The potential savings here depends on the rate schedule of the utility. But, checking a few things can help you adjust assets and schedules to cut peak demand rate costs, such as:
- Find out what demand interval the utility uses.
- Measure demand over time at the service entrance using a power quality logger.
- Look for significant loads operating concurrently, and use demand measurements to verify readings for the individual loads.
6. Power factor
Power factor is an equation to show energy efficiency in a facility. It’s the ratio of working power (measured in kW) to apparent power (measured in kVA). Apparent power, or demand, is how much power is used to run equipment and machinery. Apparent power is found through the total amount of working power (kW) and reactive power, or wasted power (kVAR), combined. Power factor is usually expressed as a percentage—and the lower the percentage, the less efficient power usage is.

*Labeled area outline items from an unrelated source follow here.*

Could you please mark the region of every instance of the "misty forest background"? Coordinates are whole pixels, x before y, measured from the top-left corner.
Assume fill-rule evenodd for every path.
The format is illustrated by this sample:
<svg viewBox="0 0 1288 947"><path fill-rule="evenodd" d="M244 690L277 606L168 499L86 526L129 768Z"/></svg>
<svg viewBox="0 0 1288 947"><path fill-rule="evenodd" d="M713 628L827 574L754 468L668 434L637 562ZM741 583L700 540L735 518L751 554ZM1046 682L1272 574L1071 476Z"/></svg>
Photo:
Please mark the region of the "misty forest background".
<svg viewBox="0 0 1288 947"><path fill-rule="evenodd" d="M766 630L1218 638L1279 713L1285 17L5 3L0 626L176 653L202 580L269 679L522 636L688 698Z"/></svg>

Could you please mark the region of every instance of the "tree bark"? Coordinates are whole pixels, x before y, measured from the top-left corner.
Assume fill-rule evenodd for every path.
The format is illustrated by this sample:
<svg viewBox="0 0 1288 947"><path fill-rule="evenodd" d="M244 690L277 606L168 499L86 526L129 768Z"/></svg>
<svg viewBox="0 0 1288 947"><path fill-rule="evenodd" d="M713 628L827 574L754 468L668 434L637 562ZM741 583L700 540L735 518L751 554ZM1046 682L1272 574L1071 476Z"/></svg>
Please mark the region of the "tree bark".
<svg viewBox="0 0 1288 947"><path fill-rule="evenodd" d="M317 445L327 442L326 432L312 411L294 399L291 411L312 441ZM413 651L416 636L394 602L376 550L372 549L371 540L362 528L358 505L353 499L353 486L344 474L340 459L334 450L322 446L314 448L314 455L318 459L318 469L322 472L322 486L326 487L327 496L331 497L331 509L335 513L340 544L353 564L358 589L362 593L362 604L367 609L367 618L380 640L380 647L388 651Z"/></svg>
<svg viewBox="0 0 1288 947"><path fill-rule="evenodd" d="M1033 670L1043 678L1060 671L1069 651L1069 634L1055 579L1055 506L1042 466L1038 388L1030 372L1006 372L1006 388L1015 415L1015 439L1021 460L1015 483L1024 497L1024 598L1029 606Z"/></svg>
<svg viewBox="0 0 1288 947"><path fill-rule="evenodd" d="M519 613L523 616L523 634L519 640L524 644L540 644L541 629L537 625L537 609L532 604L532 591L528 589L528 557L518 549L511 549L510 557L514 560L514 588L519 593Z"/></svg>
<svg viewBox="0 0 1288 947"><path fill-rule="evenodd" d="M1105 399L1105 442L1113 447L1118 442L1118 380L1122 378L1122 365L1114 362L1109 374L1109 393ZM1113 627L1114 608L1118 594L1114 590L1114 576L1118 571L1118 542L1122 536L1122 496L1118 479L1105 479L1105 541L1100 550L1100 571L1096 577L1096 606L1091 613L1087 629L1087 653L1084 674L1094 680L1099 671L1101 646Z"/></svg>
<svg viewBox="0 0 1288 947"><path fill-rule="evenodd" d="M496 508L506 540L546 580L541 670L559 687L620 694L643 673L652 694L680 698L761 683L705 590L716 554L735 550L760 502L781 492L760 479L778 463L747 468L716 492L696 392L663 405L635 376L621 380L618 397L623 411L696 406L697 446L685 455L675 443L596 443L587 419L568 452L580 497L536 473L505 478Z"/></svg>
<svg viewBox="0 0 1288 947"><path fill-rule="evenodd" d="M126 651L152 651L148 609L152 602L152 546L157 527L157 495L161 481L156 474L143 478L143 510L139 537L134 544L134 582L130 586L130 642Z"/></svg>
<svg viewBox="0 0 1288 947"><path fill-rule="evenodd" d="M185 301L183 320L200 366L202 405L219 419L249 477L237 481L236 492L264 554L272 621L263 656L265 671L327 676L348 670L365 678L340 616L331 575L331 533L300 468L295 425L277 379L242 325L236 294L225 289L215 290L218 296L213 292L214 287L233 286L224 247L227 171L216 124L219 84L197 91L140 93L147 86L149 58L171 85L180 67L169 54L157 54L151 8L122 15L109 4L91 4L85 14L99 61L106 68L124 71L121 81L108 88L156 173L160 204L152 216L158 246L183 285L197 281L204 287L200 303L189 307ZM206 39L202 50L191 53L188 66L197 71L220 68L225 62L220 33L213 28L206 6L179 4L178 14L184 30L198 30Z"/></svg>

Utilities may charge higher rates or penalties for low power factor, penalizing facilities requiring higher reactive power. To avoid paying higher utility fees, power factor should be higher than .97. System capacity restrictions cause voltage drops and overheating, so capacitors may be applied on individual loads, at a confluence of several loads, or at the service entrance to improve power factor.
Looking into a few areas can help you reduce these costs. Understand if your utility rate plan charges for reactive demand or low power factor. Find out how the utility measures power factor. Are they looking at peak intervals or averages?
Finally, while running preventive maintenance routes through a facility, identify loads that are causing lagging reactive power. Once you know where the issues may be coming from, you can develop a strategy for power factor correction and eliminate as many utilities penalties as possible.